Part of what makes near-death research difficult is time. Most studies have been retrospective, going back to patients after the fact, which opens the door to memory drift and social reinforcement as people share and reframe their stories. Martial says she and colleagues are attempting something more rigorous, a prospective study tracking patients from the moment they enter the resuscitation room, using video and EEG recordings of brain activity.
And Martial offers a sentence that should rewire how we talk about death. She says dying is a process, not a single event. Oxygen drops, brain activity decreases, sometimes there’s a rise in electrical activity, and then the flatline.
That doesn’t prove heaven. It doesn’t disprove it either. It simply reminds us that the boundary we speak about so casually is not a wall. It is a corridor with phases, thresholds, gradients.

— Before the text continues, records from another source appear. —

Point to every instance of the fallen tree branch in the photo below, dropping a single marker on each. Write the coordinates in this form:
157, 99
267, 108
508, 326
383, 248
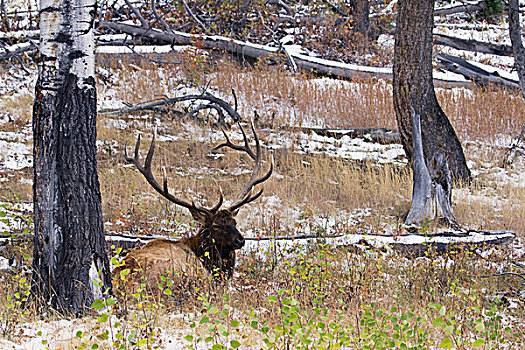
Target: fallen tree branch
472, 45
474, 73
520, 275
255, 51
161, 104
466, 7
137, 14
379, 135
16, 50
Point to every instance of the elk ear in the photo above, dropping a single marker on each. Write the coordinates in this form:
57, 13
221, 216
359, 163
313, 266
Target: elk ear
197, 214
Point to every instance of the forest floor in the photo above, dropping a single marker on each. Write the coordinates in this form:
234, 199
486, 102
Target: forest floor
298, 295
294, 294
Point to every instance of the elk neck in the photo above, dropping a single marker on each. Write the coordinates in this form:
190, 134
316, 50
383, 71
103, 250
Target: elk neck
213, 257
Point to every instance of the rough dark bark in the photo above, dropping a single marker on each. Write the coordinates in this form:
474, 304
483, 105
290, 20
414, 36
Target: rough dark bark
472, 45
413, 87
517, 44
432, 187
67, 201
519, 61
481, 5
476, 74
69, 235
362, 17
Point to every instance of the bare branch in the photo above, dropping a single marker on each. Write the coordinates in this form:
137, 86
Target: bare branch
137, 14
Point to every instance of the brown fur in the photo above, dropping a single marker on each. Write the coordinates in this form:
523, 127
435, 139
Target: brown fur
186, 262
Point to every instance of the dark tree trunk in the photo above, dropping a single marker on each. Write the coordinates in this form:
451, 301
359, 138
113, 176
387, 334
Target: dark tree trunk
362, 17
414, 88
519, 61
432, 187
69, 236
517, 43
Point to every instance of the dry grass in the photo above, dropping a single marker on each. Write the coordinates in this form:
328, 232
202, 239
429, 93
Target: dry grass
339, 281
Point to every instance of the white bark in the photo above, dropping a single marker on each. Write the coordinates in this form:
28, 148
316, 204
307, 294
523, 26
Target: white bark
67, 42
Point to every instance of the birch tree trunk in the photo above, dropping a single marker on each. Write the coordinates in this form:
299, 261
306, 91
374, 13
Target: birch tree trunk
414, 88
519, 62
69, 235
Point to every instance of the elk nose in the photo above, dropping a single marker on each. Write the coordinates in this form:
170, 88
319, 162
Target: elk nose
239, 242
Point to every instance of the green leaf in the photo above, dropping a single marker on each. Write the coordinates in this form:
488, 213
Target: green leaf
439, 322
446, 343
442, 311
98, 304
103, 318
479, 343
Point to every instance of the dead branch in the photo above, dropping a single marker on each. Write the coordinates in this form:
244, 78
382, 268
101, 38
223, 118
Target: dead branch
472, 45
432, 187
137, 14
465, 7
281, 4
158, 17
474, 73
192, 15
222, 107
501, 274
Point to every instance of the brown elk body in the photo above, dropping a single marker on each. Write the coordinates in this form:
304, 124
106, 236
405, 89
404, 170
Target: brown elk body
195, 260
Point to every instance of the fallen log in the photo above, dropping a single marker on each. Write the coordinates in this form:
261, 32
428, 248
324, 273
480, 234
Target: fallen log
379, 135
432, 187
16, 50
466, 7
474, 73
246, 50
161, 105
409, 244
472, 45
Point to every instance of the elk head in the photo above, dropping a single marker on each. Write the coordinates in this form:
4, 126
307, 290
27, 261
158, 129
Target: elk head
218, 237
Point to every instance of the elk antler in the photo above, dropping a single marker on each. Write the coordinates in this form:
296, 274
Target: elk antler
246, 194
148, 175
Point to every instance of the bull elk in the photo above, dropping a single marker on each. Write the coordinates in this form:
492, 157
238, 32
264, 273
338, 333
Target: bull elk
211, 251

Which brings us back to Gilliam-El. Her near-death experience ended when she heard a powerful voice tell her, “Not yet,” and she felt herself return, blurry, back in the bright hospital room. And she feared that if she spoke about it, no one would believe her.
That fear is one of the saddest details in the whole story, because it reveals what we have done to mystery in the modern world. We have made people feel ashamed for carrying something holy. We have trained them to swallow their own awe so they don’t look naïve.
But here is a more spiritual way to read what the reporting shows.
If you are a person of faith, you might see these stories as mercy, little windows cracked open so the living can breathe. If you are not religious, you might still recognize the pattern: people come back less afraid to die, more interested in spirituality, more empathetic, their lives reoriented by what they felt. Whatever the mechanism, the effect looks like transformation. And transformation is one of the clearest fruits we have, whether we call it psychology or grace.
I don’t think Being Centered needs to “solve” the afterlife to honor what’s happening here. The better question is: what kind of society do we become if we treat these stories with reverence instead of ridicule, with discernment instead of dismissal?
We can hold two thoughts at once.
We can respect the brain, and still refuse to reduce the human spirit to a chemistry lesson. We can demand rigor, and still admit that the most important things we have ever known arrived first as experiences, not equations.
Near-death experiences sit at the intersection of science and the sacred, and maybe that’s the point. Maybe they are reminders that the world is larger than any single language we use to describe it. And maybe the most honest posture is this: to listen closely, to test carefully, and to stay awake to wonder.